At least a dozen men jailed by the Washington office of the U.S. Immigration and Naturalization Service are participating in a hunger strike to protest government efforts to deport them that have kept them in prison for months and in some cases years.

Most of the protesters at the Piedmont Regional Jail in Farmville, Va., face deportation because of convictions for crimes ranging from distribution of marijuana to armed robbery. But they have been detained indefinitely because their countries of origin--Cuba, Cambodia and Iran, among them--refuse to take them back.

Others don't have criminal records at all, including a West African immigrant seeking political asylum who said he has been held by the INS since he arrived at Dulles International Airport nearly three years ago.
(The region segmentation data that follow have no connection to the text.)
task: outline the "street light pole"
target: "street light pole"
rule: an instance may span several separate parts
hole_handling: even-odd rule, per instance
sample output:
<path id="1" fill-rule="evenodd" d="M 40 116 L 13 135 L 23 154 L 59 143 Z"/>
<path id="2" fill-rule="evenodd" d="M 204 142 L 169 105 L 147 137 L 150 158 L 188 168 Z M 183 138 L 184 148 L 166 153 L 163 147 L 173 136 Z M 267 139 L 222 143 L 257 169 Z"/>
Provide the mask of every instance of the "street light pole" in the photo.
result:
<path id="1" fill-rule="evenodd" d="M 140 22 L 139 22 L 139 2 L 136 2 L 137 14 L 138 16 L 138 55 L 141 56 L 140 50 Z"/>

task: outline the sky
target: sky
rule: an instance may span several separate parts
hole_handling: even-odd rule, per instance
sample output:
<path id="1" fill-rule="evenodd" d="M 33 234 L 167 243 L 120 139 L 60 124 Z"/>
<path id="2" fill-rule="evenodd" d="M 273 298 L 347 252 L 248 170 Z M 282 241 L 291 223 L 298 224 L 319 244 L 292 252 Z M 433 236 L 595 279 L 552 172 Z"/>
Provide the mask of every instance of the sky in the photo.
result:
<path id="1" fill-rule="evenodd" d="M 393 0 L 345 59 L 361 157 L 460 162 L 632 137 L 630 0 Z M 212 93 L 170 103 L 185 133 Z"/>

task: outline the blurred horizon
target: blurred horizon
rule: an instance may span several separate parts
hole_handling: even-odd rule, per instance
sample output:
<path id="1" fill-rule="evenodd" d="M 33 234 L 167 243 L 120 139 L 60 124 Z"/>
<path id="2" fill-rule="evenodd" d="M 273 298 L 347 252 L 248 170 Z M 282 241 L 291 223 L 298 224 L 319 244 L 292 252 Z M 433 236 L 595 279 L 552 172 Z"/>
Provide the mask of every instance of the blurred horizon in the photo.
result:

In addition, some of the inmates have convinced judges that they should not be deported but remain incarcerated by the INS for various reasons.

One Cuban detainee who said in a telephone interview that he had not eaten in 15 days was placed on intravenous fluids briefly on Monday, and jail officials said they persuaded another inmate who had gone without food for a week to eat Tuesday. Officials are monitoring the health of the other protesters as well.

It is unclear how rigorous the hunger strike is. Inmates said they are sustaining themselves on water and an occasional bite. Lewis Barlow, the jail superintendent, said that the strikers have been refusing meals but that most have been purchasing soup and snacks at the jail's commissary.

INS detention policies have been the target of hunger strikes before, most notably last spring by Cuban detainees at the federal Krome Detention Center outside Miami. That protest, along with a series of federal court rulings against the INS policies, led the government to begin reviewing deportation cases and releasing some immigrants who were not considered dangerous or a flight risk.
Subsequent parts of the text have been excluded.